'Models are selling the unattainable, which forces us to keep consuming'

July 6, 2007

Patricia Soley-Beltran's former life as a model informs her studies on the sociology of body, style and fashion

Former model and actress Patricia Soley-Beltran returned this week to her alma mater, Aberdeen University, to give a paper on fashion models at a conference to celebrate 21 years of the university's cultural history degree course.

Dr Soley-Beltran became a model in her native Spain when she was 17, and the work was so time-consuming that she gave up her history course at Barcelona University. She abandoned modelling in her late 20s to return to higher education and won an Erasmus scholarship to Aberdeen, earning one of its first cultural history masters degrees, in 1995.

Fashion has been under-researched, with many academics considering it frivolous and superficial, Dr Soley-Beltran said, but following her tutors' encouragement she took a PhD in modelling at Edinburgh University. She now lectures in a number of Spanish universities on feminist theory and the sociology of the body, style and fashion.

"Feminists sometimes criticise models for being guilty of promoting unhealthy images, but they are just one piece of a complicated engine, which includes not only the industry around them but also the consumers," Dr Soley-Beltran said. "When we see Claudia Schiffer or Kate Moss, the image is unreal, the product of a very large team of professionals."

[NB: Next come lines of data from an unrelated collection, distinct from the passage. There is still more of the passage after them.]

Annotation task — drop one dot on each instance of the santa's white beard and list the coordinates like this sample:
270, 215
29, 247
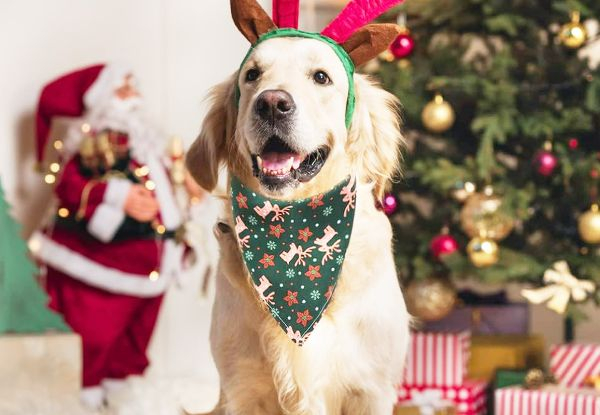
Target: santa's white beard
127, 116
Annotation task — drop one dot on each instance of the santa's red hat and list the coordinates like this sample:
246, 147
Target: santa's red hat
73, 94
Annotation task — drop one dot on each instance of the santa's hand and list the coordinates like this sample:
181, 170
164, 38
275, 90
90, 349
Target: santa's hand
141, 204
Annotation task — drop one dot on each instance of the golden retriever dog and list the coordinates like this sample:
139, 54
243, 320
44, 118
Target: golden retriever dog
292, 103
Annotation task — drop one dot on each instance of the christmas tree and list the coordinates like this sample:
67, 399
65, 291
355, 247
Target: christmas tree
22, 302
501, 114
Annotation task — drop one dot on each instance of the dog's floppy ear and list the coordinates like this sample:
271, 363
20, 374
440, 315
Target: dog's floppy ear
211, 147
250, 18
375, 140
369, 41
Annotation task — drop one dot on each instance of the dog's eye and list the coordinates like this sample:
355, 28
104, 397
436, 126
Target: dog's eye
252, 75
321, 78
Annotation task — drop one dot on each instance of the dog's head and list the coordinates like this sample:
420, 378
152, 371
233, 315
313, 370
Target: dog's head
295, 119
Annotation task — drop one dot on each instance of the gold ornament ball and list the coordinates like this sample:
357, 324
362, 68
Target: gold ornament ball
430, 299
482, 216
573, 34
438, 115
482, 252
589, 225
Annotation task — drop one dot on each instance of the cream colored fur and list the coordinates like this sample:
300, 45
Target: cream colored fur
354, 358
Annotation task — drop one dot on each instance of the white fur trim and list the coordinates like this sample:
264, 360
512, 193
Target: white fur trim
97, 275
105, 222
169, 211
116, 192
102, 90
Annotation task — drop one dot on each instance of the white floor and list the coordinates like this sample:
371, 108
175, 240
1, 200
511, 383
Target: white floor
142, 396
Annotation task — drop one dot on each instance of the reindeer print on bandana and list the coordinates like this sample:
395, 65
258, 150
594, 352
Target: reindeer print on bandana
294, 251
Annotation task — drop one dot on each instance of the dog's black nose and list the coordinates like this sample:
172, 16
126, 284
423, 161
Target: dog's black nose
274, 104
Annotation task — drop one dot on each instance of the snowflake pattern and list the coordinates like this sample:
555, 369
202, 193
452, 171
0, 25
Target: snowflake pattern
287, 254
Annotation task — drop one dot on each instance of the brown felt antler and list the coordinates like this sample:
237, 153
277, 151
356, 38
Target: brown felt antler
250, 18
369, 41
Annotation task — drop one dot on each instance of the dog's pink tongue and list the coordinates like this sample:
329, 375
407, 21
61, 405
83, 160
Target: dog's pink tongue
280, 161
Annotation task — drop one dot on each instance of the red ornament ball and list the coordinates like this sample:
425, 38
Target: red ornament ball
389, 204
402, 46
545, 162
443, 245
573, 143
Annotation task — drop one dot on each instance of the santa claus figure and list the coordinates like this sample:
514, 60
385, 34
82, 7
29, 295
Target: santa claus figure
112, 246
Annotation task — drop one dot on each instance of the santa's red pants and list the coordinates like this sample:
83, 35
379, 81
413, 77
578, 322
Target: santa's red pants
115, 329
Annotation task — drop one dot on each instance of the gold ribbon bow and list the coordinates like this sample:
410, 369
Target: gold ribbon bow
561, 287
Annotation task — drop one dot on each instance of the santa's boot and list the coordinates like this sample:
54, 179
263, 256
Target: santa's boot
111, 386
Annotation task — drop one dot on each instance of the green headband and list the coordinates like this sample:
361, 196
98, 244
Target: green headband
339, 51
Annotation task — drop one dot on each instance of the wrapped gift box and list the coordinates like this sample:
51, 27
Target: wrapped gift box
437, 359
550, 400
415, 410
41, 363
506, 377
484, 319
490, 353
468, 399
572, 364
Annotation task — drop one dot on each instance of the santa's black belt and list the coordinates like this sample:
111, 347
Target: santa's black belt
130, 229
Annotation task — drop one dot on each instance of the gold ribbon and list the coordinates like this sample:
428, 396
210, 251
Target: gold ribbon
561, 287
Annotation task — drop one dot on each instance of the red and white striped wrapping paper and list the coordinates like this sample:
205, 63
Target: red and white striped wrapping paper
550, 400
469, 398
437, 359
571, 364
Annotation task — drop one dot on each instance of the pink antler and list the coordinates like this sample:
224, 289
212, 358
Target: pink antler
285, 13
355, 15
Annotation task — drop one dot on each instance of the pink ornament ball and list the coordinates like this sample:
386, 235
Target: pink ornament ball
545, 163
402, 46
389, 204
443, 245
573, 143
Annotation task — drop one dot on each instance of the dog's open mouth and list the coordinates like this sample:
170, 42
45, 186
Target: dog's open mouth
278, 164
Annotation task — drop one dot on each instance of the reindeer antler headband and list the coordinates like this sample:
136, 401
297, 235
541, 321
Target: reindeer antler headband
350, 36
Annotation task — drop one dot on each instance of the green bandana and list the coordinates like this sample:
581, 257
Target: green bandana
294, 250
339, 51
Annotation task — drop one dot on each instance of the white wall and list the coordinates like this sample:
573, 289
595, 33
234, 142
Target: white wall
178, 50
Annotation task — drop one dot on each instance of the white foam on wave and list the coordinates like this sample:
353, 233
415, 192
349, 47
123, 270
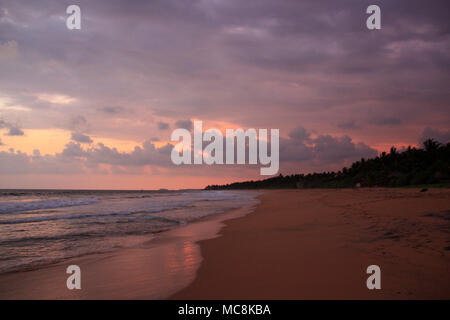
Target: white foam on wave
11, 207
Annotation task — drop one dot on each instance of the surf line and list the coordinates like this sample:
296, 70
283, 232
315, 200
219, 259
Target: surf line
213, 153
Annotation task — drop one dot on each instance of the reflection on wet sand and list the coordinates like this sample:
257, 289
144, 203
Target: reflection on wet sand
154, 270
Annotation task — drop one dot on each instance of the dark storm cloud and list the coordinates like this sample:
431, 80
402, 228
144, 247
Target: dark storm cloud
252, 63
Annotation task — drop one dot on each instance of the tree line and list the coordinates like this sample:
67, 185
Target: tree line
411, 167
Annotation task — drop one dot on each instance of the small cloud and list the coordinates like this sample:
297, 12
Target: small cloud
8, 50
163, 125
438, 135
299, 134
55, 98
81, 138
78, 123
385, 121
350, 124
184, 124
111, 109
15, 131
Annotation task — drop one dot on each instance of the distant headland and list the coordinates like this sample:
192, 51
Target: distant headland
429, 165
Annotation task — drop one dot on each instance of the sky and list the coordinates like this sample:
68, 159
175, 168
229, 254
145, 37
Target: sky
94, 108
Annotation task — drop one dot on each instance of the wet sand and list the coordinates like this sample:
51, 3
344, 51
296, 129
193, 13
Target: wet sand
317, 244
154, 270
296, 244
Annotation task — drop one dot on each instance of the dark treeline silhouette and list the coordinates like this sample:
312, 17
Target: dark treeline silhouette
412, 167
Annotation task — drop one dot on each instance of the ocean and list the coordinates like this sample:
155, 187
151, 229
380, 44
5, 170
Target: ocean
38, 227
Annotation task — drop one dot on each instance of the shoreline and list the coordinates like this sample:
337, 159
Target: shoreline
317, 244
293, 244
155, 269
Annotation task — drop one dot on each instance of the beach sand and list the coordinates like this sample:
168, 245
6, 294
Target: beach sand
317, 244
296, 244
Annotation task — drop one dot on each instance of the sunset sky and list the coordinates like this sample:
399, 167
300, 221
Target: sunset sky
94, 108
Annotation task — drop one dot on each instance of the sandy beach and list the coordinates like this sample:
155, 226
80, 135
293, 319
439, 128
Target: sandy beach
296, 244
317, 244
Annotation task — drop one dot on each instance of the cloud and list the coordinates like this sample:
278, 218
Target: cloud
349, 124
438, 135
322, 150
382, 120
163, 125
81, 138
13, 130
8, 50
300, 134
184, 124
111, 109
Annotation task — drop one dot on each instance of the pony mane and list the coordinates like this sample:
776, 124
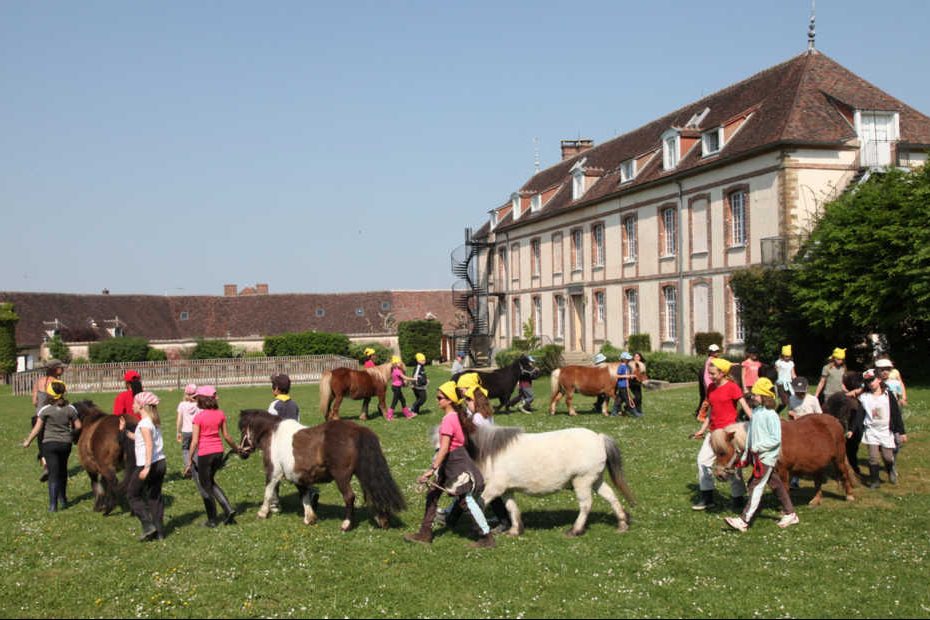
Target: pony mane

Her research has found that while models appear self-confident and assertive, they are often alienated from their own image and chronically insecure, as well as facing health risks. By the end of her modelling career, Dr Soley Beltran was unable to smile without her facial muscles going into spasm, because she had been required to smile so often.

"Models are nothing but clotheshorses. They are there to sell something unattainable, and because it's unattainable, it forces us always to consume because we are never going to get it," she said.